Magnus (Buenos Aires, 1975) llegó a Mülheim el pasado 25 de septiembre, invitado por un año como escritor en residencia. “No pude salir enseguida porque… ¡me perdieron el test que me había hecho en el aeropuerto!”, cuenta el escritor desde esta ciudad alemana que está situada a orillas del río Ruhr. “Llegué justo a ir a Berlín a ver a mis hermanos que viven acá, ahora me toca quedarme en casa. Pero es un caserón espectacular con una biblioteca soñada, podría hacer un confinamiento de diez años sin problema...Una cosa que me sorprendió al llegar es que los alemanes respetaban las reglas mínimas de combate contra el covid menos que en la Argentina; la sensación era que estaban en cualquiera. Y así fue: un par de semanas más tarde los números se fueron al carajo”, agrega el autor de La abuela (libro en el que aparece Ella Mayer), Un chino en bicicleta (Premio Internacional de Novela La Otra Orilla 2007), Muñecas, Cartas a mi vecina de arriba, Ganar es de perdedores y otros cuentos de fútbol, y la más reciente El aborto (una novela ilegal), entre otros títulos.
En el epílogo de El desafortunado aparece el padre del narrador, aunque Magnus aclara que “es y no es” su padre. “El epílogo es una mezcla de realidad y ficción igual que la novela.
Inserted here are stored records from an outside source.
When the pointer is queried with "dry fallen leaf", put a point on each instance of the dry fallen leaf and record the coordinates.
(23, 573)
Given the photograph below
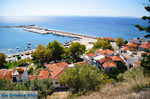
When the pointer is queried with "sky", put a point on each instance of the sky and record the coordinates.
(73, 7)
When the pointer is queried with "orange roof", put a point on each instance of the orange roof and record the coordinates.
(91, 54)
(145, 45)
(127, 48)
(57, 69)
(109, 38)
(2, 71)
(116, 58)
(105, 59)
(132, 45)
(104, 52)
(6, 74)
(31, 77)
(109, 64)
(44, 74)
(82, 63)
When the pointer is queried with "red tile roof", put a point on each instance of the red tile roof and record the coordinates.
(116, 58)
(145, 45)
(105, 59)
(109, 64)
(82, 63)
(44, 74)
(91, 54)
(5, 74)
(109, 38)
(57, 69)
(104, 52)
(137, 64)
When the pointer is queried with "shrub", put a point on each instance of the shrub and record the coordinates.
(82, 78)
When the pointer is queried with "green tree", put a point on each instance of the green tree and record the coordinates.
(146, 18)
(2, 60)
(56, 49)
(44, 87)
(145, 62)
(82, 78)
(75, 50)
(119, 42)
(41, 54)
(106, 45)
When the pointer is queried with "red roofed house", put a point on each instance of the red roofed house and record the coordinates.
(44, 74)
(56, 70)
(106, 64)
(106, 52)
(109, 39)
(19, 74)
(145, 45)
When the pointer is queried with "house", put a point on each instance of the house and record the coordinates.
(116, 58)
(136, 64)
(89, 58)
(106, 52)
(44, 74)
(109, 39)
(19, 74)
(106, 64)
(6, 74)
(56, 70)
(136, 40)
(145, 45)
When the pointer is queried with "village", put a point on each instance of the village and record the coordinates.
(105, 60)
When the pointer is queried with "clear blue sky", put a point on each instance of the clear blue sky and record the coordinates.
(72, 7)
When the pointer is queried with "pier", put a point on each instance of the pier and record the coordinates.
(56, 32)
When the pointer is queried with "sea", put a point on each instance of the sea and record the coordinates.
(12, 38)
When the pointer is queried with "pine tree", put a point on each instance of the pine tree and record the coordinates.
(146, 18)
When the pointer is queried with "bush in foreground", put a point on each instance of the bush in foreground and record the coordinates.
(82, 78)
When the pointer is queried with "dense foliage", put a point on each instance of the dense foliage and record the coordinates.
(56, 49)
(146, 18)
(2, 60)
(41, 54)
(44, 87)
(83, 78)
(146, 62)
(119, 42)
(75, 50)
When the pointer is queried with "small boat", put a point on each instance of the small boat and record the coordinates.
(9, 50)
(28, 43)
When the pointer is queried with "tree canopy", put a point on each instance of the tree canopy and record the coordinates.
(83, 78)
(2, 60)
(103, 44)
(56, 49)
(41, 54)
(119, 42)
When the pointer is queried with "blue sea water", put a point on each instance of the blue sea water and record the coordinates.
(96, 26)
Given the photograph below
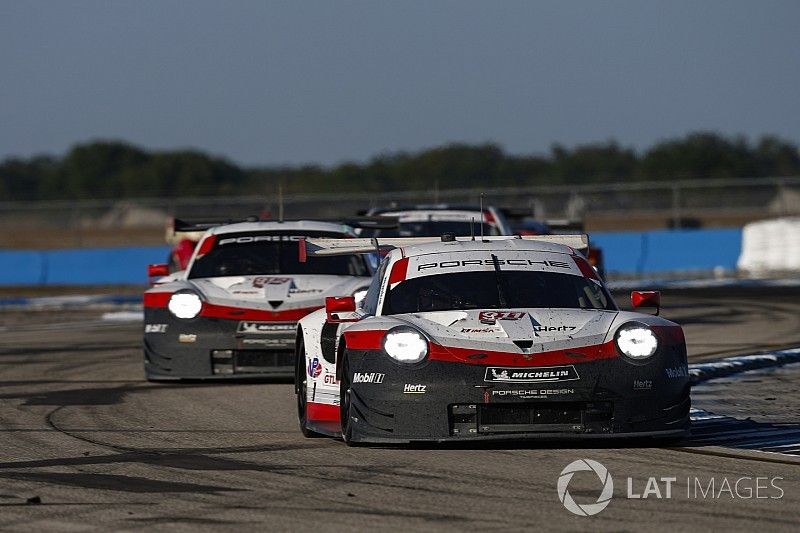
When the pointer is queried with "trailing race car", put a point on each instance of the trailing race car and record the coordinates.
(233, 313)
(438, 219)
(509, 337)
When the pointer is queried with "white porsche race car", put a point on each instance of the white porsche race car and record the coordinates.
(508, 337)
(233, 312)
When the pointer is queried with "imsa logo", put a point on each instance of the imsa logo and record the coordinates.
(531, 375)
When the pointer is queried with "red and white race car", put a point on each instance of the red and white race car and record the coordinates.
(506, 337)
(233, 312)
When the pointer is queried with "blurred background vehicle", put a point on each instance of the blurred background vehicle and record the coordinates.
(432, 220)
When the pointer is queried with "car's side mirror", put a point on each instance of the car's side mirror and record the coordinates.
(335, 305)
(157, 271)
(646, 299)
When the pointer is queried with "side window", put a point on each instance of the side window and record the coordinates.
(371, 300)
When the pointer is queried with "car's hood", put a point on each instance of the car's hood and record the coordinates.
(277, 292)
(496, 330)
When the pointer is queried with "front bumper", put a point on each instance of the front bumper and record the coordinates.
(215, 348)
(445, 401)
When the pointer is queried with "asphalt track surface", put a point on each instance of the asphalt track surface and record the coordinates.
(86, 444)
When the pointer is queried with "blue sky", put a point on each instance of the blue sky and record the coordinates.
(265, 83)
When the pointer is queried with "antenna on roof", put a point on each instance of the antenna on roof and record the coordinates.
(280, 202)
(482, 216)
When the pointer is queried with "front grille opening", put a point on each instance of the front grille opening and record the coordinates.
(250, 361)
(512, 418)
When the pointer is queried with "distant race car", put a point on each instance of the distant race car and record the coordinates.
(233, 313)
(506, 338)
(438, 219)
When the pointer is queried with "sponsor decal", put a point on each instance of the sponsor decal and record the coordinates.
(540, 329)
(494, 330)
(368, 377)
(490, 262)
(262, 281)
(267, 342)
(531, 393)
(260, 238)
(491, 316)
(531, 375)
(677, 372)
(263, 328)
(314, 368)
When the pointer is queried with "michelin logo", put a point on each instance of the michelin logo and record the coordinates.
(677, 372)
(531, 375)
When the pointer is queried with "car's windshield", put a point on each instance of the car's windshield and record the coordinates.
(270, 257)
(433, 228)
(494, 290)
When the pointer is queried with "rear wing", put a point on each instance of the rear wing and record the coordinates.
(324, 246)
(194, 228)
(565, 225)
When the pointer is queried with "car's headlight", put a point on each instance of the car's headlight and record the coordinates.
(405, 344)
(636, 341)
(185, 305)
(359, 295)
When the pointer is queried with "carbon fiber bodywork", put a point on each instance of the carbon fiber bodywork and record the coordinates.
(216, 348)
(450, 401)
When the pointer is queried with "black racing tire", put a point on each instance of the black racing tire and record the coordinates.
(301, 391)
(344, 401)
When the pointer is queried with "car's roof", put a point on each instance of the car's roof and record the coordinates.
(511, 244)
(293, 225)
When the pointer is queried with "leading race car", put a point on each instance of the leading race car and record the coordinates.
(233, 313)
(509, 337)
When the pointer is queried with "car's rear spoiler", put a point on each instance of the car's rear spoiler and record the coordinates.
(181, 225)
(323, 246)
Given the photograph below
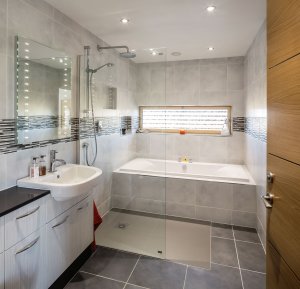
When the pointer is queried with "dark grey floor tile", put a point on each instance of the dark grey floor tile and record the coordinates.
(251, 256)
(223, 252)
(87, 281)
(253, 280)
(246, 234)
(223, 231)
(158, 274)
(219, 277)
(111, 263)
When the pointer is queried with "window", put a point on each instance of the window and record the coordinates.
(191, 119)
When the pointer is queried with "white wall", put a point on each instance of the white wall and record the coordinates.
(256, 112)
(195, 82)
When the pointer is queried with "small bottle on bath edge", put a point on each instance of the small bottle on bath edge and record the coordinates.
(34, 169)
(42, 166)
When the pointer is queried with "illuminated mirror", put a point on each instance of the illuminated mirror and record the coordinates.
(43, 92)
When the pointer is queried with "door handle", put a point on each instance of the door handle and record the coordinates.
(60, 223)
(268, 200)
(27, 247)
(28, 214)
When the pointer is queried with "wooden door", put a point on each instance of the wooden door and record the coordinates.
(283, 233)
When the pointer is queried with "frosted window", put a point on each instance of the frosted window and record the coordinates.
(197, 119)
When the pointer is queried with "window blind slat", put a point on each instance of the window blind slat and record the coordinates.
(185, 118)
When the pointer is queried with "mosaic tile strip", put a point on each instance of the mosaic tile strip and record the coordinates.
(256, 127)
(238, 124)
(38, 121)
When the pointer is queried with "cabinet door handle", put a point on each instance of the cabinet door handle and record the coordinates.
(31, 244)
(62, 222)
(29, 213)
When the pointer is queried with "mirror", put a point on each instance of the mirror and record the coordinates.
(43, 92)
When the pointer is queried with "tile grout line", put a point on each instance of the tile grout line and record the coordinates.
(185, 276)
(101, 276)
(238, 268)
(237, 240)
(237, 255)
(132, 271)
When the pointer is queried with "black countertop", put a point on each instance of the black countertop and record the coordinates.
(17, 197)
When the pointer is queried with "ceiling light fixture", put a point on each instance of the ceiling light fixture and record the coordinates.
(211, 8)
(124, 20)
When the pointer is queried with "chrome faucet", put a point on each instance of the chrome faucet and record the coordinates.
(54, 161)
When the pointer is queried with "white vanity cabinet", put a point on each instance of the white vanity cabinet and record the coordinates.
(68, 235)
(1, 270)
(25, 263)
(24, 221)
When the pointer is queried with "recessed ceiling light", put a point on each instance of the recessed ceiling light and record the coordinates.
(176, 53)
(211, 8)
(124, 20)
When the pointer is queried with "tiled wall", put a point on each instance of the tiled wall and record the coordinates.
(37, 20)
(256, 112)
(202, 200)
(196, 82)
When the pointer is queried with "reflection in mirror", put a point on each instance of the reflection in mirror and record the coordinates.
(43, 92)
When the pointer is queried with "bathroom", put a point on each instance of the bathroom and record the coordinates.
(149, 144)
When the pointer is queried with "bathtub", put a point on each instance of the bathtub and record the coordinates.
(229, 173)
(219, 193)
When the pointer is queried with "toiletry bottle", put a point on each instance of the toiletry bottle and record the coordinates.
(34, 169)
(42, 166)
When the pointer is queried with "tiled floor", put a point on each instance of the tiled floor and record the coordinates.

Mi padre real la leyó y le gustó, y está especialmente orgulloso de que se esté traduciendo a varios idiomas”, revela el escritor en la entrevista con Página/12.
-En el epílogo de la novela el padre del narrador considera que “así como fueron los judíos quienes encontraron y ajusticiaron al que en su opinión era el mayor criminal de todos los tiempos, quizá no fuera del todo paradójico ni errado que también fuera un judío el que se encargara de capturar al personaje y condenarlo en la ficción”. ¿En qué sentido pensás que la ficción es una condena para Eichmann como personaje?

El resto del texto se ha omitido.